For a while, Canberra became home, not on the first try, not even on the second, but on the third, after a disastrous year spent in Kenya, where my father had a job flying for East African Airways. That’s when Mum called it quits, when I was fifteen. In an act of sheer self-preservation, she dug her heels in and declared she’d had enough. She told me she was never going to move again. It turned out not to be true, of course, because Canberra was too small for the both of them once my parents had divorced. We did stay there long enough for me to finish school and university—only a few years, but it felt like an eternity to me. And I did develop a love of the place, not the city itself, which is stultifying, but of the rolling, empty landscape around it, and the broad skies above it. When I was old enough, I took my mother’s car and drove all those wide, loopy roads leading out of town, just to see the country. Maybe that was me going home, back to those childhood voyages through days and nights of unfurling plains under their canopy of sky.

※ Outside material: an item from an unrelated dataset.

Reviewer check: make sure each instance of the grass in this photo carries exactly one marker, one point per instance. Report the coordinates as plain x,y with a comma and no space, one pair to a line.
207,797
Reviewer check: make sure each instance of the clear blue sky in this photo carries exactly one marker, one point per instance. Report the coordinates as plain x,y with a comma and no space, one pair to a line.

Nevertheless, I couldn’t wait to get out of the place. When I left for England, I thought I was putting as much distance between me and home as possible. Over the next few years, I kept coming back to Australia—to see Mum, to make money—but escape continued to be my main aim in life, possibly my only aim. How else to explain the insouciance with which I got on a flight to Tokyo in 1982 with no real plan in mind, except to run away from Sydney, a city to which I’d decided I could never belong. Now I see it was only what my upbringing had trained me to do: pack up and move on, and never mind the consequences.